More importantly, the affordability study presented a detailed modelling exercise on the acquisition’s possible impact on the country’s macro-economic health, including growth, employment, interest rates, the current account deficit and foreign debt.
This showed that even with low interest rates and the full realisation of national industrial participation (NIP) promises, the impact on economic growth would be slightly negative.
This was a far cry from the public justification of the deal, which suggested the R30-billion expenditure would produce a R110-billion injection to kick-start the economy.
This, it was claimed, would be realised from ‘offset” obligations attached to the deal involving new local investments by the bidding companies and expanded domestic sales and foreign exports.
But, crucially, the study warns of major economic risks if interest rates increased significantly or the NIPs fell far short of what was promised.
The study warned: ‘The materialisation of either one of the two risks — is likely to lead to the macroeconomic impact of the programme being significantly negative in comparison with the baseline scenario — the higher the expenditure level the higher the risk of negative economic impacts.”
To those could be added ‘extrinsic” risks, including rand-dollar depreciation and worsening economic conditions. The study said these ‘could create conditions that are significantly worse than those described in scenarios as modelled”.
‘The most fundamental point that emerges from the risk analysis is that as expenditure increases the risks of the procurements escalate significantly.
‘Even the R16,5-billion expenditure scenario involves significant risk — to the extent that conditions do develop adversely, government will be confronted by mounting difficulties. These difficulties grow as the expenditure level rises.”
The study noted it was ‘for ministers to choose which level is appropriate”.
While the upper figure modelled by the affordability team was R25-billion, Cabinet opted for a R30-billion package.
The main risk scenarios have not materialised, thanks to sound fiscal management and better than forecast economic growth and tax collection. But some risks have materialised.
The 1998 finance study warned that normal defence expenditure would come under pressure from the arms-deal costs coming out of the defence budget, especially if proposed personnel reductions could not be achieved.
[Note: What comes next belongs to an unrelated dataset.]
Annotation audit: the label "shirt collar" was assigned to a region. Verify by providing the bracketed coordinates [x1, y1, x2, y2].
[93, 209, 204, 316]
It also predicted: ‘There is the risk that [the new] operating costs will be greater than expected, leading to further pressure on the defence budget”.
The defence force has complained of a loss of other much-needed capital and operational expenditure. And there have been persistent rumours that the cash and skills to operate and maintain much of the new equipment are lacking.
The studies highlight the risk of very large foreign procurement exercises, in a context where Eskom plans to spend R343-billion by 2013 and more than a trillion rand by 2025—amounts that dwarf the arms deal.